Hele de temcit pilavı haline getirdiği, çaresizliğinden aç ve yokluk içindeki insanları sabra davet eden ayetler referansına sarılmak zorunda kalması, özellikle de bunları önce AKP taifesine karşı kullanması gerekirken, yokluk içinde bıraktığı çaresiz vatandaşları hedef alması, artık bitmişliğinin de ifadesi olarak son pişmanlığın fayda etmeyeceğini de göstermektedir.
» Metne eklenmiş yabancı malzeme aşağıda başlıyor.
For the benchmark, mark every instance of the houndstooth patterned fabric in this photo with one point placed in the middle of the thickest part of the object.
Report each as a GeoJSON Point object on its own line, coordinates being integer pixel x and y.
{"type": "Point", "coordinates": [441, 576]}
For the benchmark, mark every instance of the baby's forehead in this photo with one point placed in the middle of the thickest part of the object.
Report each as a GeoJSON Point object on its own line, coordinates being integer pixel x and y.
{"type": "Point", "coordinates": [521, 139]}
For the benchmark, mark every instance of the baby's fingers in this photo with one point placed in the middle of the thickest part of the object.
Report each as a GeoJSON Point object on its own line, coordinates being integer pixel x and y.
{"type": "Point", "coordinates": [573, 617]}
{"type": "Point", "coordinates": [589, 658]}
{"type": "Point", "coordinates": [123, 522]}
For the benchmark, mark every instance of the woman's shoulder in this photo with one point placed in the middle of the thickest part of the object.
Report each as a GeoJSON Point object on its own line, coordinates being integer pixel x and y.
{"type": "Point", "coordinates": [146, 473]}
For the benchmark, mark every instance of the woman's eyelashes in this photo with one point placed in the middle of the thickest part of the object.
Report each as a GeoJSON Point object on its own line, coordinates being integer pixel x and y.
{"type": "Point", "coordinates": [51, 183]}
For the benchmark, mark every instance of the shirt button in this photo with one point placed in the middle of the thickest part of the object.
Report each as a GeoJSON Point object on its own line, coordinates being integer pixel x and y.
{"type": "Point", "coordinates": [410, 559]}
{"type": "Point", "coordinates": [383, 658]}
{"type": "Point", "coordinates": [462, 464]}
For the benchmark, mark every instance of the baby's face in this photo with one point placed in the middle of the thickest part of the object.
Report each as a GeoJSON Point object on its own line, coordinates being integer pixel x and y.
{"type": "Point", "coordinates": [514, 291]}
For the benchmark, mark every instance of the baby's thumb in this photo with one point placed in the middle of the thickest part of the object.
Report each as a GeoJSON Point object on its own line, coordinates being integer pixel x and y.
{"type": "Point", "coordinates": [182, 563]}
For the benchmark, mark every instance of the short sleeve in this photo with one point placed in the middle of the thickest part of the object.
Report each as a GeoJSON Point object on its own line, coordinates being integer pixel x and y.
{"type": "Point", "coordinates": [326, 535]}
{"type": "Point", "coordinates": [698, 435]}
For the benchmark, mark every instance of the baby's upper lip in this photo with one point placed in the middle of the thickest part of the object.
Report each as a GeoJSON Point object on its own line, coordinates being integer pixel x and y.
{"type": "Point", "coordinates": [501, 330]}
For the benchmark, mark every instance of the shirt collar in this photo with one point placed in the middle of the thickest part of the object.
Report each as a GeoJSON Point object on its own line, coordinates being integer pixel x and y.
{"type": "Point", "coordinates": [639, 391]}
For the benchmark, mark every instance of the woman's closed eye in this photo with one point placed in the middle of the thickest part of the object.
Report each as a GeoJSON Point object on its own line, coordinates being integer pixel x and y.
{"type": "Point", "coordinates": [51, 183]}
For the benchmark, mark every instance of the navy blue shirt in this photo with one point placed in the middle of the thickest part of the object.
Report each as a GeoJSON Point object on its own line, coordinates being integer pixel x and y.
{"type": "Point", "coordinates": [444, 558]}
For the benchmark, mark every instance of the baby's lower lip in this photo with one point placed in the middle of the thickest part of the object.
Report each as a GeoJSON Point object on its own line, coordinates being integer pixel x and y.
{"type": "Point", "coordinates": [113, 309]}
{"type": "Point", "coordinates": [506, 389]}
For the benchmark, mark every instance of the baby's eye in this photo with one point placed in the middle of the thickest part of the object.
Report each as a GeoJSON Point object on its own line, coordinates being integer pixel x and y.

Ayrıca mendeburlara, hırsızlara, katillere, sapıklara, uyuşturucu satıcıları ve müptelalarına vs. ayetleri refere etmekte imanla asla bağdaşmaz.

Sözün özü: Kılıçdaroğlu dünkü konuşmasında Atatürk’ün vecizesi olan ‘Cumhuriyet kimsesizlerin kimsesidir’ sözünü bütün inancıyla ve yüreğiyle tekrar dillendirirken ve bütün sosyal, anayasal hakların – ki tam konuşma metni okunmalıdır- topluma yeniden kazandırılacağını beyan eden ifadelerini içtenlikle kutluyor ve dinleyenlerin vicdanlarını okşayıp gözlerini yaşartan bütün vaatlerinin gerçekleşmesini en samimi dileklerimle temenni ediyorum.